Ob eine Verletzung des Gebots der bestmöglichen Sachaufklärung vorliegt, weil eine erneute Beauftragung eines Sachverständigen mit der Gefahr einer repetitiven Routinebeurteilung verbunden ist, richtet sich nach den Umständen des Einzelfalls.
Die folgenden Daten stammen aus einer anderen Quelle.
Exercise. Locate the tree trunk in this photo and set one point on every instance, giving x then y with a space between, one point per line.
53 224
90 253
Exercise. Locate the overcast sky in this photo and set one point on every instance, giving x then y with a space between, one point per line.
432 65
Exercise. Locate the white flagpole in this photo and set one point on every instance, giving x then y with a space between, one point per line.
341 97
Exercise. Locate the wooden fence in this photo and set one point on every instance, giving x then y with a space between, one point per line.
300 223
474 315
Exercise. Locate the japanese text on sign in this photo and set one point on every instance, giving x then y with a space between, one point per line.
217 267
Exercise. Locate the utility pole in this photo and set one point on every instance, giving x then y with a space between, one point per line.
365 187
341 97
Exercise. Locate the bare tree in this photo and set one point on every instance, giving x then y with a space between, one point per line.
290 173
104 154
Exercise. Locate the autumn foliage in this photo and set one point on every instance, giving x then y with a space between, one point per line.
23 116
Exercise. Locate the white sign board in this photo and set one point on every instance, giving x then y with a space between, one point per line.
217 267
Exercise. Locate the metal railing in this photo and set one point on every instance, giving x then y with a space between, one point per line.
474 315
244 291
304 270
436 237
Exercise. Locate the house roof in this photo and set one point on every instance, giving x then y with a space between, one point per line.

Dies bedeutet gleichzeitig, dass nicht jede erneute Beauftragung eines Sachverständigen gegen das Gebot bestmöglicher Sachaufklärung verstößt.
Die sofortige Beschwerde wird aus den zutreffenden Gründen des angefochtenen Beschlusses, die durch das Vorbringen des Beschwerdeführers nicht entkräftet werden, auf dessen Kosten (§ 473 Abs. 1 StPO) als unbegründet verworfen
Zusatz:
2Mit Blick auf die Antragsschrift der Generalstaatsanwaltschaft, die Beschwerdebegründung sowie die Gegenerklärung vom 17. Juli 2023 bemerkt der Senat lediglich ergänzend Folgendes:
31) Soweit die Generalstaatsanwaltschaft die Auffassung vertritt, die angefochtene Entscheidung sei verfahrensfehlerhaft ergangen, weil ein Verstoß gegen § 463 Abs. 4 Satz 3 StPO vorliege, weist der Senat darauf hin, dass § 463 Abs. 4 StPO die Unterbringung in einem psychiatrischen Krankenhaus betrifft (vgl. § 463 Abs. 4 Satz 1 StPO), während hier die Unterbringung des Beschwerdeführers in der Sicherungsverwahrung vollstreckt wird.
42) Ein Verstoß gegen den Grundsatz bestmöglicher Sachaufklärung ist nicht gegeben.
5Eine § 463 Abs. 4 StPO entsprechende Regelung zur Beauftragung externer Gutachter bei der Exploration Sicherungsverwahrter existiert nicht. Für den hier u.a. zur Anwendung gelangten Prüfungsmaßstab des § 67d Abs. 3 StGB sieht § 463 Abs. 3 Satz 4 StPO lediglich vor, dass das Gericht zur Vorbereitung der Entscheidung nach § 67d Abs. 3 StGB sowie der nachfolgenden Entscheidungen nach § 67d Abs. 2 StGB das Gutachten eines Sachverständigen namentlich zu der Frage einzuholen hat, ob von dem Verurteilten weiterhin erhebliche rechtswidrige Taten zu erwarten sind.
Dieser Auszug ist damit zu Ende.